The Fighting Kentuckian is pretty standard fare for an adventure yarn of the era. It has romance and it has action and it even has a comedic sidekick in Oliver Hardy (of Laurel & Hardy fame) as Willie Paine who is best friend to our hero John Breen played by the legendary John Wayne. Often the comedic sidekick is way too ridiculous and sticks out like a sore thumb in comparison to everything else that occurs in the films of this era, but Oliver Hardy keeps it rather muted in comparison to his contemporaries. Then again, he is one of the great comedic actors of all time so it was a given he would know what to do.
John Wayne is once again cast as the handsome stranger who sweeps a young woman, in this case French exile Fleurette de Marchand (Vera Ralston), off her feet with his manly charms as he passionately pursues her in a way that might get authorities summoned in a modern film. I think if it had been any other actor as Breen this film would not have worked as well as it did. I am not calling The Fighting Kentuckian a great film, but it is definitely an entertaining film. Few actors by their mere presence in a film can carry that film. Plenty of actors can give a film a boost but few have ever been able to make something better. Wayne was one of them. He had a unique screen presence and an ability to turn light crap into good material. And do not get me wrong. This is light crap, but Wayne makes it better than it is. You are entertained through this movie.
Reportedly Wayne wanted an actual French actress in the role of Fleurette but was forced to use Republic’s Ralston who was Czech born. Reportedly she was Republic studio chief Herbert J. Yates’s mistress so I think we can guess how she got her job. This forced them to cast other Czech and Austrian actors to hide the fact when they spoke in accents. Wayne blamed this for the reception of the film, and I can somewhat see the point. Not so much because of the accent but because Ralston was a bit wooden here. All things considered is not like she needed to really try.

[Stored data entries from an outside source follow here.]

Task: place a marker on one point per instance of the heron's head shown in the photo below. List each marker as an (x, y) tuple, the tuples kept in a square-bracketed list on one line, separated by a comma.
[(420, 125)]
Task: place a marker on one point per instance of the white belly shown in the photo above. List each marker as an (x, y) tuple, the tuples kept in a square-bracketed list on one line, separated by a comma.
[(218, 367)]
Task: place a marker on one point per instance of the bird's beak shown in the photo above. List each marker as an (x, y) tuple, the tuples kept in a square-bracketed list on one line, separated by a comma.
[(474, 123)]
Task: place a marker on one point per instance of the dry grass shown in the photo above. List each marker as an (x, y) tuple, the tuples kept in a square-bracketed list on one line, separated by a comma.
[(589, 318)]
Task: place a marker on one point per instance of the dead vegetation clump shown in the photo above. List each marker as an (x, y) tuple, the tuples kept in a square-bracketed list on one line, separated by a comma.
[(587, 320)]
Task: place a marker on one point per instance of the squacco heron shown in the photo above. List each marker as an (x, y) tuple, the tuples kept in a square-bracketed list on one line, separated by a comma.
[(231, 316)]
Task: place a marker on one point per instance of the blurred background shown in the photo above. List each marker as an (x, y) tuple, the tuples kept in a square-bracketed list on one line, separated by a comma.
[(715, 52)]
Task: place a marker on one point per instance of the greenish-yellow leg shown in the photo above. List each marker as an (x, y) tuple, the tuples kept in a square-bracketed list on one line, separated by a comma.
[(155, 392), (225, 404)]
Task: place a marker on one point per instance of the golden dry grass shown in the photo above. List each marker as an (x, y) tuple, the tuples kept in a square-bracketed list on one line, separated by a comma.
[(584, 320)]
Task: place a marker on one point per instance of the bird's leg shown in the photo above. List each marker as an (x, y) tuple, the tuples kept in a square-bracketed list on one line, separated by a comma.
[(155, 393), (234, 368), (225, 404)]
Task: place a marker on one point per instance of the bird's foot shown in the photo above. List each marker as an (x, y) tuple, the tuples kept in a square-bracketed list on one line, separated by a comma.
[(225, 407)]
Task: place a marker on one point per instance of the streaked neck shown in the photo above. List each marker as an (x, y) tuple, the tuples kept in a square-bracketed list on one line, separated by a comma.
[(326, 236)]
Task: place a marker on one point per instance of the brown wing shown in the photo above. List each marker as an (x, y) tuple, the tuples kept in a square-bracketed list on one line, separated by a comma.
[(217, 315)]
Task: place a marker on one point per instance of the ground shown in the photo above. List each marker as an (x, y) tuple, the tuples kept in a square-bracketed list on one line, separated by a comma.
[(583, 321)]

The Fighting Kentuckian is an entertaining adventure romp based on actual historical events. The film is set an 1818 with historical events serving as a framework for the story. As Hollywood often does even today, they do not stick 100% of the facts. They may stick 25% in this film. And that is being generous.

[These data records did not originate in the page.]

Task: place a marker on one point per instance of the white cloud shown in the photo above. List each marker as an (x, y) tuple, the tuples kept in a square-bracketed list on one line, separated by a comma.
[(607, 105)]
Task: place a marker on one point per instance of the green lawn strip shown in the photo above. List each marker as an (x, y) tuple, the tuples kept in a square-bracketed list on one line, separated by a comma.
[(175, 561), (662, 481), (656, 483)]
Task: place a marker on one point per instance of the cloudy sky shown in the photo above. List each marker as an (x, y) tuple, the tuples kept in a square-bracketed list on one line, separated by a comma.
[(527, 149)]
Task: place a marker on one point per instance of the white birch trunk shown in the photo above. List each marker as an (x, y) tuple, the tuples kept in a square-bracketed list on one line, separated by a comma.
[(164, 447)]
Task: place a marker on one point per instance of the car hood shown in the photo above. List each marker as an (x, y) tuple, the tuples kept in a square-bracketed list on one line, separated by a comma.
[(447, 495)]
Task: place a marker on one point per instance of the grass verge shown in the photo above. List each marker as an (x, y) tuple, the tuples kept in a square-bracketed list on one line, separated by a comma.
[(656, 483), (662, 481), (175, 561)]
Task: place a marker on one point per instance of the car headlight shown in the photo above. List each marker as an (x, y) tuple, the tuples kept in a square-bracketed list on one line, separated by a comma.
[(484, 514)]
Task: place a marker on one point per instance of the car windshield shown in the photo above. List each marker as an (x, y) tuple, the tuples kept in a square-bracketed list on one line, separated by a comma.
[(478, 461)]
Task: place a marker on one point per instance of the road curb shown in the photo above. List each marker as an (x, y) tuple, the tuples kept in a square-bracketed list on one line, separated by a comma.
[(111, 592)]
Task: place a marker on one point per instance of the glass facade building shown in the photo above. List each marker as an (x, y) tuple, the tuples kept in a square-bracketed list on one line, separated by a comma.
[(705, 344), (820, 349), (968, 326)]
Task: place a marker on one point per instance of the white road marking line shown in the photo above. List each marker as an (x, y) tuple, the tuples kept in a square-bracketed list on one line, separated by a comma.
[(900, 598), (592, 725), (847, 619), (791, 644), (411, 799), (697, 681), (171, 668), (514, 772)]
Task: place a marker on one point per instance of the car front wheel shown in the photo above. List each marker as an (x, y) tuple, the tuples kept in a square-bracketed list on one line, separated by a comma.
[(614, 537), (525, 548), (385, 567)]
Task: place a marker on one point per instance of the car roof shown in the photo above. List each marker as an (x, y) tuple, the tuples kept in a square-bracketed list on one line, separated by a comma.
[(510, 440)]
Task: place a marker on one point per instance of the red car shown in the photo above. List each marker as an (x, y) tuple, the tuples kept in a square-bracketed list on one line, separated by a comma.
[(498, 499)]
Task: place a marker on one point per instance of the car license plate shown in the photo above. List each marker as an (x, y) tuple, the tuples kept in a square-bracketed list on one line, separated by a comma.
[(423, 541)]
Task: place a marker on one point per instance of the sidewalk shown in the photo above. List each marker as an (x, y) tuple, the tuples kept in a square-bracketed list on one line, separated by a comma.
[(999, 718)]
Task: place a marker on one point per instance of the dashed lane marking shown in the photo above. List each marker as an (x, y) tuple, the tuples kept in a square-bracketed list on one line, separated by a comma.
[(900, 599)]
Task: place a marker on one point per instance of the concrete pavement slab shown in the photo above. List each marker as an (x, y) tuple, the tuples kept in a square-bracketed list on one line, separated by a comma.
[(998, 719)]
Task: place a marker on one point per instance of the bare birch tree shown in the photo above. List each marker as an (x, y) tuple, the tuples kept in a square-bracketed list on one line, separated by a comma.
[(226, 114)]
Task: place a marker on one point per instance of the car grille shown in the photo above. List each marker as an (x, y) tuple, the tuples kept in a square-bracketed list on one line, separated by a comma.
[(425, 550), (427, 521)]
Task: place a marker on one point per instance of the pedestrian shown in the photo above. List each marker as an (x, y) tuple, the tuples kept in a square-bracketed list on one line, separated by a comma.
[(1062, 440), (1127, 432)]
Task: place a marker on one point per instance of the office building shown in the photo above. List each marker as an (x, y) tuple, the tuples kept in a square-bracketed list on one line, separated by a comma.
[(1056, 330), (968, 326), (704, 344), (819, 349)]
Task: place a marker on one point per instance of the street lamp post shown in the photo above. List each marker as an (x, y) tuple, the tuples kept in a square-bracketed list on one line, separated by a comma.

For me it was kind of weird seeing Hardy in a film without his traditional other half. Stan Laurel was ill at the time so there were no Laurel & Hardy films being made. Hardy, a native Georgian that did not need to fake an accent, initially did not want the part because he thought the public would believe L&O had broken up. Laurel explained there was no reason they both should be unemployed, so Hardy decided to work with his good friend Wayne.

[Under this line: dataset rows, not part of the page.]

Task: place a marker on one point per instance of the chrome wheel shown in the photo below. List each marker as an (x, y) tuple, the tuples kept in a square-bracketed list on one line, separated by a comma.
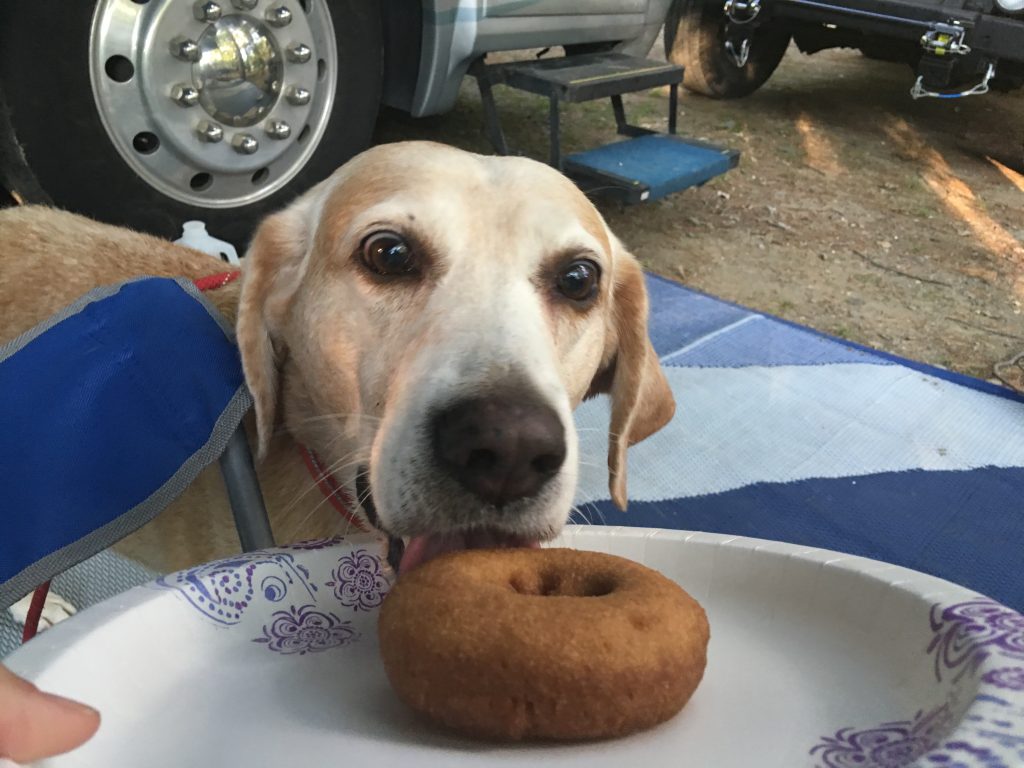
[(215, 104)]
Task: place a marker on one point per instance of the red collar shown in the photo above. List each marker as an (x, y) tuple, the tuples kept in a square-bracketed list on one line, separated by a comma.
[(213, 282)]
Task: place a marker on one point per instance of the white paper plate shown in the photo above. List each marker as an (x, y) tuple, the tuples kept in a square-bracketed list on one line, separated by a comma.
[(815, 659)]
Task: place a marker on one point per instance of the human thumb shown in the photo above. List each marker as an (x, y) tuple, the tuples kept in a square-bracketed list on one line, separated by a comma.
[(35, 725)]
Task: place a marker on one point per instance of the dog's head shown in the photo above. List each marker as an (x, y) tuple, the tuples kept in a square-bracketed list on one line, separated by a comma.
[(435, 315)]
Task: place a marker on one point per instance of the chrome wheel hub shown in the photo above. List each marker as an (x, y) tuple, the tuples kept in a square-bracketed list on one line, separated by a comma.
[(239, 71), (214, 103)]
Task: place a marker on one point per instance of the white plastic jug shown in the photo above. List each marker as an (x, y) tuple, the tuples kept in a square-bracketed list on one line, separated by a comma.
[(194, 235)]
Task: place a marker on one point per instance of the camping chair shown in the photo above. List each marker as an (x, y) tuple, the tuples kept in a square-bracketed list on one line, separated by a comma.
[(108, 412)]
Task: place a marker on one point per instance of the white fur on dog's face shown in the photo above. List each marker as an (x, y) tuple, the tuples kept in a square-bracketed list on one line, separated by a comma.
[(355, 364)]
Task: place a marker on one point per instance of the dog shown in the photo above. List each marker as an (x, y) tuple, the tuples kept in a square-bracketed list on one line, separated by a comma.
[(424, 322)]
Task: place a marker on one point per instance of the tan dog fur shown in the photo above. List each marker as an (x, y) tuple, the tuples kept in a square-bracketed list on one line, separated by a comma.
[(328, 353)]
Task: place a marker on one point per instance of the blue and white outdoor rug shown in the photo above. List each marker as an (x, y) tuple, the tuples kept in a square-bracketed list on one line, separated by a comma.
[(783, 433)]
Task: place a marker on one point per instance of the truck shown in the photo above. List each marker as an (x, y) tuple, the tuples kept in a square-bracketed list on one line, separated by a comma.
[(953, 48), (151, 113)]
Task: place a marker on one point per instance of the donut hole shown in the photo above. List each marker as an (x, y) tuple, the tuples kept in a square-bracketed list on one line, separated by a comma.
[(550, 583), (640, 623), (598, 585)]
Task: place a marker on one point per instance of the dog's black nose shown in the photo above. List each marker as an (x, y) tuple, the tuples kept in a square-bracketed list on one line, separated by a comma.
[(501, 448)]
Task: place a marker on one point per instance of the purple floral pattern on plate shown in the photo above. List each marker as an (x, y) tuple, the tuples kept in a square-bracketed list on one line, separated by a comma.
[(969, 639), (358, 581), (314, 544), (967, 633), (1011, 678), (888, 745), (224, 590), (305, 630)]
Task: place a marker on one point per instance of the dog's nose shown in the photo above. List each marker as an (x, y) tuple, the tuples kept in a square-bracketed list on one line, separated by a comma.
[(501, 448)]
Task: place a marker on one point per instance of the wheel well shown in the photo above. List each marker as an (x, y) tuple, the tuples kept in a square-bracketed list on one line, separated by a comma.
[(402, 27)]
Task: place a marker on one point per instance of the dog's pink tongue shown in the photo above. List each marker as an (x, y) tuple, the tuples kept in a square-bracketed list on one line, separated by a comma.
[(423, 548)]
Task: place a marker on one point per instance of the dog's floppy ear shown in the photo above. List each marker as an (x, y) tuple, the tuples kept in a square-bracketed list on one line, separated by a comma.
[(641, 398), (272, 270)]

The Fighting Kentuckian is not a deep film and I doubt it was ever intended to be. It looks like it was designed to cash in on the celebrity of John Wayne. And it does that very well. Wayne is front and center but the premise itself manages to be interesting as well. The plot that the character of Breen stumbles into solving is that the markers that were placed to tell the French settlers where to settle were moved in a landgrab scheme. Interesting idea right there. Simple yet with potential. Unfortunately, the execution is a little poor.
The plot becomes a little convoluted even by romantic comedy standards. Breen must compete with Blake Randolph (John Howard) for the heart of Fleurette and does so with the help of Willie after getting suckered into posing as a surveyor by Ann Logan (Marie Windsor) who has designs on screwing over George Hayden (Grant Withers) and Randolph who are conspiring to take the land from the French and somehow subvert this plot for her own ends. How exactly this will all occur to benefit her is a little vague, but you really do not notice that with everything else-at least not until you think about it post viewing.
The action is fine, and the majority of the cast pulls off their material. Hardy in particular nails the comedic elements. No wonder Wayne wanted him as his permanent comedic sidekick after this. Howard as Blake was as stiff as Ralston and you are curious who he slept with to not even have to try as well. The costuming is great and really helps to the environment. The ending of the film feels a little cliché with the last-minute help showing up but that could be because I watched it around 70 years after it came out. It may have been original to an extent at the time but that type of ending is definitely overdone since.
Is The Fighting Kentuckian great cinema? No. Is The Fighting Kentuckian entertaining cinema? Yes, and in the end that’s what’s really important. General movie fans may not be drawn to this, but John Wayne fans will enjoy it. I say watch it!